You cannot force a child to love a sport. And love of a sport, in my opinion, is equally important as talent, coaching, and deliberate practice in determining whether an athlete will compete at the next level. Unless their desire to play matches the effort needed to succeed, they will never make the commitment necessary to get to the next level.

Coaches, I am not throwing you under the bus here. You should not have to run practices with half your players absent. I think it is highly appropriate to let parents know at the outset of a season what your realistic, expected commitment is. Those expectations should align with developmentally, age appropriate guidelines issued by your sport’s governing body. For instance, US Soccer recommends an 8 year old have two 75 minutes practices a week, plus a 40 minute game.
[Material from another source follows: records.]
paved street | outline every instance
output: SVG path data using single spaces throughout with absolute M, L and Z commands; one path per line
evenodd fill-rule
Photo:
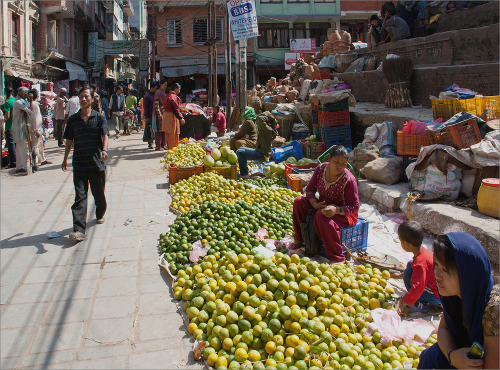
M 72 172 L 60 170 L 63 148 L 50 140 L 54 164 L 33 175 L 2 171 L 2 369 L 201 367 L 157 265 L 158 236 L 172 216 L 156 214 L 170 204 L 164 152 L 147 150 L 142 132 L 110 138 L 106 220 L 96 225 L 89 192 L 78 244 L 68 239 L 74 191 Z M 53 230 L 60 236 L 48 239 Z

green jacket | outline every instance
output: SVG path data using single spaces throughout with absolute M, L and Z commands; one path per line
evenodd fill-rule
M 271 142 L 278 135 L 274 128 L 278 122 L 272 113 L 266 112 L 257 116 L 256 124 L 258 130 L 256 150 L 268 157 L 271 154 Z

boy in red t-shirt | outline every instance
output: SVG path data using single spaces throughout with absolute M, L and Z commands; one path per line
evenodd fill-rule
M 403 250 L 413 254 L 413 260 L 406 265 L 404 272 L 393 274 L 391 278 L 403 278 L 408 292 L 398 302 L 396 308 L 401 314 L 406 305 L 410 312 L 425 312 L 429 304 L 441 306 L 434 277 L 434 254 L 422 246 L 424 230 L 418 222 L 405 221 L 398 229 L 398 236 Z

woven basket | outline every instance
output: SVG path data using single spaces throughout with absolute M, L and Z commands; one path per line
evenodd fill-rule
M 280 128 L 278 128 L 278 134 L 282 138 L 284 138 L 287 141 L 292 136 L 292 130 L 294 128 L 294 124 L 297 118 L 296 114 L 290 116 L 282 116 L 281 114 L 274 114 L 276 120 L 278 121 Z
M 258 96 L 252 96 L 248 98 L 248 106 L 253 108 L 256 113 L 262 110 L 262 102 Z

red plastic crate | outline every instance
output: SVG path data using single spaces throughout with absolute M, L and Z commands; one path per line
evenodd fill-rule
M 447 126 L 439 133 L 428 129 L 427 134 L 432 144 L 447 145 L 456 149 L 467 148 L 481 141 L 481 134 L 475 118 Z
M 406 135 L 402 131 L 398 132 L 398 154 L 418 156 L 420 148 L 431 144 L 430 138 L 427 135 Z
M 344 126 L 350 124 L 349 110 L 336 112 L 318 111 L 318 122 L 320 126 Z
M 324 152 L 324 142 L 308 142 L 300 140 L 302 152 L 304 156 L 310 160 L 318 159 L 318 158 Z
M 288 174 L 292 174 L 292 168 L 298 168 L 299 170 L 307 170 L 308 168 L 314 168 L 317 166 L 316 163 L 310 163 L 308 164 L 289 164 L 286 163 L 284 165 L 284 176 L 286 177 Z
M 203 165 L 193 167 L 176 167 L 173 164 L 168 166 L 168 182 L 170 185 L 176 184 L 180 180 L 189 178 L 196 174 L 203 173 Z
M 330 68 L 327 70 L 315 70 L 311 74 L 311 78 L 313 81 L 315 80 L 326 80 L 331 77 L 332 74 L 330 73 Z

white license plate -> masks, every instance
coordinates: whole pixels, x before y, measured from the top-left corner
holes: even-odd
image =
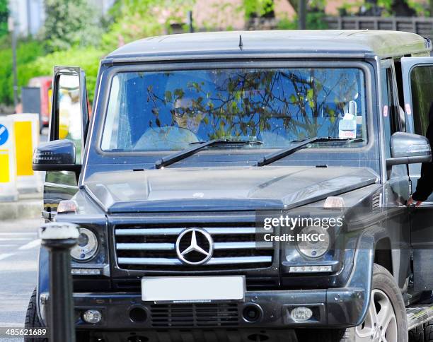
[[[145,302],[243,300],[244,276],[149,277],[142,278]]]

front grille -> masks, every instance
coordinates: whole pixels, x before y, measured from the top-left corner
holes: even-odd
[[[258,269],[272,264],[273,249],[257,247],[255,228],[251,223],[200,227],[210,234],[214,241],[213,255],[202,265],[184,264],[178,258],[175,242],[179,234],[192,225],[116,225],[115,237],[119,267],[176,271]],[[197,225],[194,227],[197,228]],[[187,247],[181,245],[180,250]],[[272,244],[267,247],[272,247]]]
[[[152,326],[234,326],[238,323],[236,303],[155,304],[151,305]]]

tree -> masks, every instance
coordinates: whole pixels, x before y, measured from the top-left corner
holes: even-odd
[[[45,0],[42,37],[49,52],[99,42],[99,18],[86,0]]]
[[[0,0],[0,37],[8,33],[8,0]]]
[[[195,0],[117,0],[111,25],[103,36],[110,50],[131,41],[170,33],[171,24],[185,23]]]

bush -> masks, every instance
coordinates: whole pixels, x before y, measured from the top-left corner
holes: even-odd
[[[326,30],[328,23],[325,21],[325,15],[323,12],[311,12],[307,13],[307,30]],[[279,30],[296,30],[298,28],[298,16],[292,20],[284,18],[278,22],[277,28]]]
[[[99,61],[105,54],[103,51],[95,47],[76,47],[67,51],[52,52],[30,63],[27,65],[26,69],[23,70],[18,75],[18,77],[28,81],[30,78],[37,76],[52,76],[54,66],[56,65],[80,66],[86,71],[87,92],[89,100],[92,102]]]
[[[0,49],[0,103],[11,105],[13,102],[13,76],[12,73],[12,49],[7,38],[4,38],[0,45],[8,47]],[[16,64],[18,88],[26,86],[30,78],[27,73],[28,64],[45,54],[40,42],[35,40],[19,41],[17,45]]]

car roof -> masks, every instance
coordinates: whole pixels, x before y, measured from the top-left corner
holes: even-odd
[[[381,58],[425,53],[429,40],[415,33],[376,30],[226,31],[151,37],[110,53],[116,60],[185,59],[258,55]]]

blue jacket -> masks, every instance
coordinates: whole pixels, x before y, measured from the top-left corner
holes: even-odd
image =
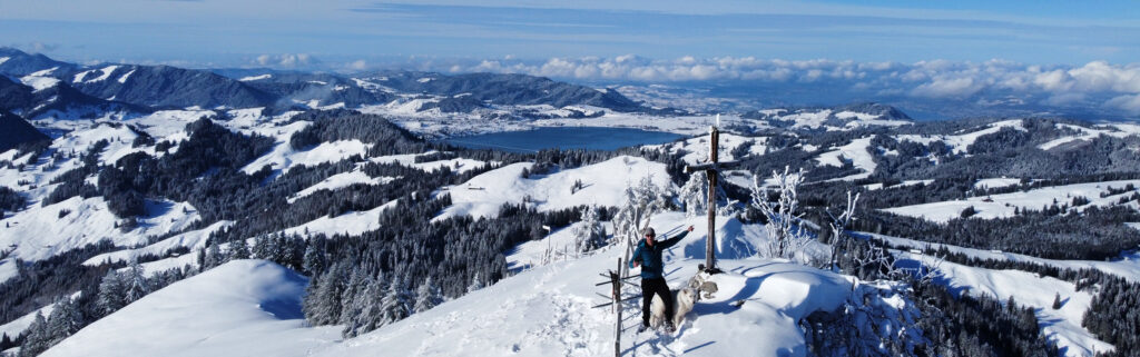
[[[637,243],[637,250],[634,251],[634,255],[629,260],[629,268],[633,268],[634,261],[636,261],[642,265],[643,279],[665,277],[665,261],[661,259],[661,252],[681,242],[681,238],[686,235],[689,235],[689,230],[682,232],[676,237],[654,242],[653,245],[645,244],[645,240],[642,240]]]

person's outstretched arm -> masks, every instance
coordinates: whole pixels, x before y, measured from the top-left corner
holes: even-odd
[[[674,244],[679,243],[681,240],[683,240],[685,236],[689,236],[690,232],[693,232],[693,226],[689,226],[689,229],[685,229],[685,232],[682,232],[677,236],[668,238],[668,240],[665,240],[665,241],[662,241],[662,242],[660,242],[658,244],[661,244],[661,249],[670,248]]]
[[[637,249],[634,250],[633,257],[634,257],[633,259],[629,259],[630,269],[636,268],[637,266],[641,265],[641,245],[637,245]]]

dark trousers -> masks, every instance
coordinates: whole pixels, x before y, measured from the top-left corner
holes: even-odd
[[[642,325],[649,326],[650,306],[653,305],[653,294],[661,297],[665,302],[665,321],[673,324],[673,294],[669,292],[669,284],[663,277],[642,279]]]

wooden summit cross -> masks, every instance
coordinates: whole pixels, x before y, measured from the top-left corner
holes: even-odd
[[[705,171],[709,178],[709,233],[705,240],[705,271],[709,274],[720,273],[716,267],[716,181],[722,169],[736,165],[735,161],[720,162],[717,152],[720,148],[720,114],[716,115],[716,123],[709,127],[709,160],[697,165],[685,165],[685,173]]]

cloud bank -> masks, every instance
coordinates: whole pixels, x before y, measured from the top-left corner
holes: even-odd
[[[971,103],[1026,103],[1099,107],[1140,115],[1140,63],[1026,65],[1008,60],[917,63],[783,60],[756,57],[649,59],[511,57],[469,62],[421,60],[421,70],[445,73],[523,73],[587,82],[747,82],[764,86],[828,86],[848,92]]]

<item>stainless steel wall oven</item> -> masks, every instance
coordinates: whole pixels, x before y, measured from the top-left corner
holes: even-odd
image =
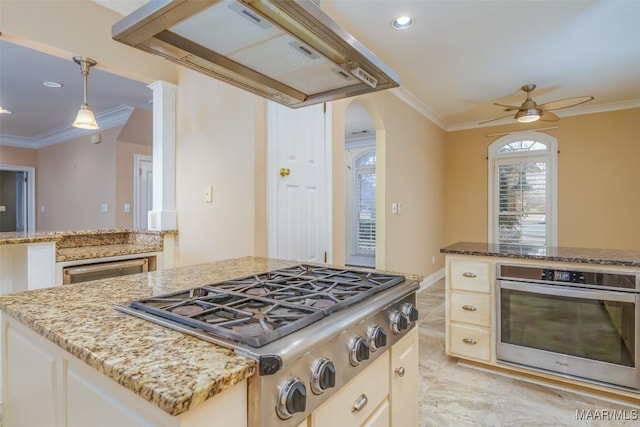
[[[640,392],[640,273],[497,265],[497,360]]]

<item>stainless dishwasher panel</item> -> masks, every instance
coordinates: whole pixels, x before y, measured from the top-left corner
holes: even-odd
[[[147,258],[73,265],[62,269],[62,284],[87,282],[149,271]]]

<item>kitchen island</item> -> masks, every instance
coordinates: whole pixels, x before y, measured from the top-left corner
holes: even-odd
[[[173,267],[175,230],[69,230],[0,233],[0,294],[63,282],[63,268],[147,257]]]
[[[114,305],[295,264],[248,257],[0,296],[5,426],[245,426],[253,359]]]
[[[446,352],[469,366],[640,405],[640,252],[458,242]]]

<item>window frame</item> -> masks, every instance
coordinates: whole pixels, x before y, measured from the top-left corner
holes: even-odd
[[[500,153],[506,145],[518,141],[535,141],[544,144],[545,150],[516,151]],[[545,161],[547,163],[547,224],[546,246],[558,244],[558,140],[542,132],[524,131],[505,135],[489,145],[488,157],[488,242],[499,244],[498,214],[499,208],[496,196],[496,171],[500,164],[515,164],[531,161]]]
[[[368,164],[368,165],[359,165],[359,163],[365,159],[365,158],[374,158],[374,163],[373,164]],[[356,256],[375,256],[376,254],[376,243],[377,243],[377,238],[376,238],[376,234],[375,234],[375,229],[374,229],[374,235],[373,235],[373,239],[374,239],[374,248],[371,251],[368,250],[359,250],[358,249],[358,236],[359,236],[359,225],[360,225],[360,218],[359,218],[359,214],[360,214],[360,194],[358,192],[358,175],[359,174],[363,174],[364,172],[373,172],[373,175],[376,177],[377,179],[377,175],[376,175],[376,164],[377,164],[377,156],[376,156],[376,149],[375,147],[373,148],[368,148],[364,151],[362,151],[361,153],[358,153],[352,161],[352,171],[353,171],[353,213],[352,213],[352,224],[353,224],[353,243],[352,243],[352,248],[351,251],[353,252],[354,255]],[[375,208],[374,208],[375,209]],[[374,213],[376,214],[376,217],[374,218],[374,227],[377,226],[377,212],[374,211]]]

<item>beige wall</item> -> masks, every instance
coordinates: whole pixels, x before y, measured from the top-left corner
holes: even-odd
[[[133,209],[133,155],[151,147],[119,141],[121,130],[101,131],[99,144],[83,136],[38,150],[38,231],[133,227],[133,212],[124,212],[125,203]]]
[[[178,265],[256,252],[258,136],[265,101],[188,69],[177,96]],[[263,164],[263,161],[260,162]],[[205,186],[213,202],[203,201]],[[262,182],[262,187],[265,183]],[[262,210],[262,207],[261,207]],[[264,212],[264,211],[262,211]]]
[[[447,135],[445,243],[487,240],[488,134],[541,131],[558,140],[558,245],[640,249],[640,109]]]
[[[376,266],[387,270],[432,274],[444,265],[443,176],[445,132],[389,92],[357,98],[376,127],[376,208],[384,221],[376,236]],[[344,262],[344,111],[349,99],[333,106],[334,262]],[[391,214],[391,203],[402,203]],[[380,238],[382,237],[382,238]],[[432,263],[435,257],[435,263]],[[379,265],[378,261],[384,262]]]
[[[151,133],[151,128],[147,131]],[[133,157],[135,154],[151,156],[152,151],[150,145],[116,141],[116,228],[133,228]],[[129,212],[124,210],[125,204],[129,204]]]
[[[101,132],[100,144],[83,136],[38,150],[38,231],[115,226],[115,142],[119,131],[118,127]],[[108,206],[106,213],[100,211],[103,203]]]
[[[35,168],[38,152],[32,148],[10,147],[0,145],[0,164],[11,166],[28,166]]]

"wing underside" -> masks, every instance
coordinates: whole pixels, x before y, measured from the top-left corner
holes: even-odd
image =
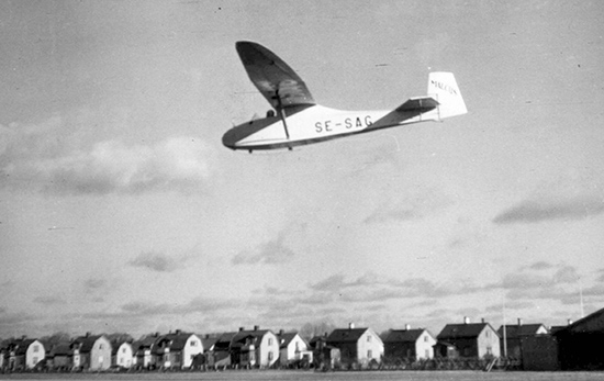
[[[244,41],[236,48],[249,79],[272,108],[315,104],[306,83],[272,52]]]

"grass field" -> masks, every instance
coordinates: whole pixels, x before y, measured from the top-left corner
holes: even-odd
[[[591,381],[604,380],[604,372],[491,372],[481,371],[224,371],[190,373],[13,373],[0,374],[0,380],[267,380],[267,381]]]

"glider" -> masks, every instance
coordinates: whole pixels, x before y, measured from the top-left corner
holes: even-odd
[[[266,47],[237,42],[236,49],[251,82],[272,107],[266,117],[228,130],[231,149],[289,148],[403,124],[441,121],[468,112],[452,72],[430,72],[426,97],[410,98],[394,110],[344,111],[313,99],[306,83]]]

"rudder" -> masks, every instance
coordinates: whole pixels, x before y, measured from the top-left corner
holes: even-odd
[[[439,103],[437,108],[438,119],[461,115],[468,112],[452,72],[430,72],[428,76],[428,96]]]

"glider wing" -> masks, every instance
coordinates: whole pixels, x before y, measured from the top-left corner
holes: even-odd
[[[315,104],[306,83],[275,53],[247,41],[236,48],[249,79],[275,109]]]

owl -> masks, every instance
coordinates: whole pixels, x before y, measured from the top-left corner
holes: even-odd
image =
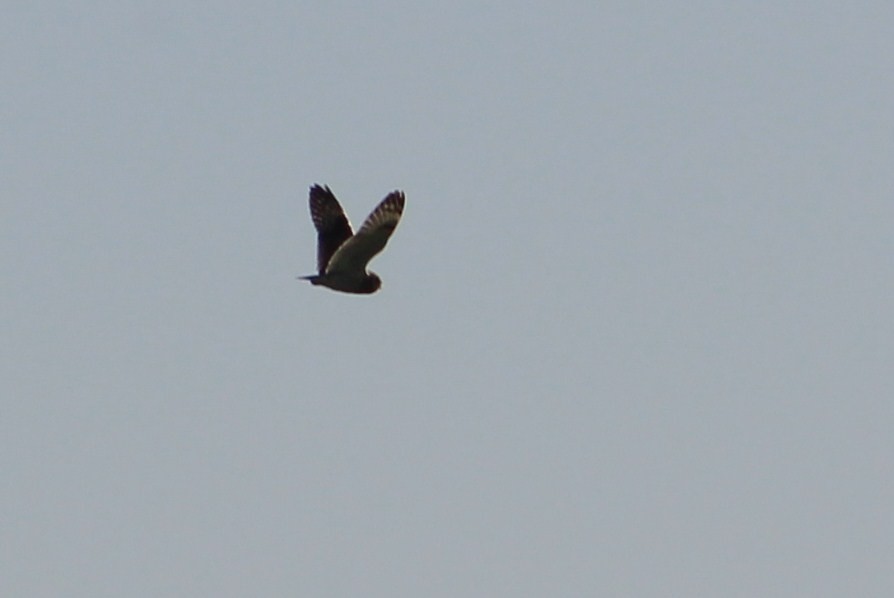
[[[317,274],[301,276],[313,285],[343,293],[370,294],[382,279],[366,265],[385,248],[404,211],[403,191],[392,191],[353,233],[335,195],[326,186],[310,188],[310,217],[317,229]]]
Certainly not three practices, a makeup game, and 4 tournament games in a week, as one dad told me his daughter had.

I also think it is imperative that children who are balancing multiple activities in the same season are monitored closely for overuse and exhaustion. Parents and coaches need to be on the same page in terms of balancing commitments, and enforcing mandatory rest on players. I remember once I had a team of 13 year old elite soccer girls, who were training 3x a week for soccer, and playing 1-2 games on the weekend. Then I found out that 12 of them were also running cross country five days a week before soccer. Some of them had not had a day off in 4 weeks. No wonder they all were limping through training, and icing their knees afterwards.  This was not healthy commitment to multiple sports; it was over-commitment and harmful.

Should a kid be thrown off the team in elementary school for not making every practice or game, or not get to play in games because they missed a session? Of course not. Is it fair to let them know that the team has standards, and that the players who are making the commitment might play more, and might improve faster. Sure, that makes sense to me. This puts the ball in the kids court, so to speak. As long as your standards are applied equally and fairly (you cannot let your best player miss and then not apply them, while applying them to all the other kids) than you are teaching kids a valuable lesson: you get out what you put in.

Here is my final appeal to my colleagues in the coaching business. Whether we are volunteers or professionals, we are the gatekeepers for youth sports. We are the mom or dad that so many kids are lacking these days. We are supposed to know the latest in science, best practices, and long term athletic development. Are you following them?

Our words and actions have a tremendous impact on kids, as we are in a position of great trust. Those words and actions can stick with them forever, and it can be your words that helps a young man grow up, or a young woman deal with tough times. Your words will be passed on to their kids some day. Are you choosing them wisely?

Have you ever thought about what your athletes will say about you?

Will they consider you a person of positive significance in their lives?

Or will they consider you the one who made them quit by forcing them to act like adults, to over commit and over train? Are you the one taking the “play” out of “playing” sports?

I hope you will join all of us at the Changing the Game Project and give sports back to our kids. Choose the hard right, rather than the easy wrong, and don’t force kids to choose a single sport at too young an age. Stand up to parents who are harming their kids by stealing choice from kids, and stealing their sports education by focusing on winning over development.

Yes, they are your customer, but the customer is not always right. Sometimes he does not know what is right. But you should. You must. You are a coach. Make sure you act like one, for your kids’ sake!